なにも言わずに我慢するのは性格上ムカつくが、三初の交友関係を束縛することも、無理矢理言いたくないことを聞き出すことも、しない。
青臭い学生の恋と違うところは、自分で自分の感情と相手の言い分の折り合いを付けなければいけないところである。
ガシャガシャと食器を洗いつつ、モヤを落ち着けていく。
洗い物は割と好きだ。なんか落ち着くだろ?
掃除とか、マメにはしねぇけど一度始めるとなかなかやめどころがわかんねぇよな。
キュッ、と蛇口をひねって温水を止める。
タオルで手を拭くと、まぁまぁ諦めもついた。取り敢えずは出勤しなければならない。
そうして着替えるべく歩き出した俺をずっと眺めていた三初が、テーブルに肘をついたままいつもの調子で引き止める。

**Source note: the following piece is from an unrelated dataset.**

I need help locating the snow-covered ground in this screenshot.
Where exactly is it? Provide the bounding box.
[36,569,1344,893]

「俺が浮気すると思われてる時点で心外ですけど……わかりましたよ。先輩は意外と、付き合ったら独占欲あるタイプなんですね。リョーカイ。今後はそういうとこも積極的にイジっていきますよ」
「誰がそこ刺激してこいっつったんだよコラ! 独占欲なんざねぇわ!」
お陰様でせっかく落ち着けた気が、物の見事に噴火。
第二ラウンド開始で、いつもより遅い時間の出勤となったことを、お知らせしておく。
クソッ……なにが独占欲だチクショウめ。そんなもんねぇッ!
もしもちょびっとだけ、奇跡的に、仮であるとして、それをわかってンならおとなしく独占させろよッ!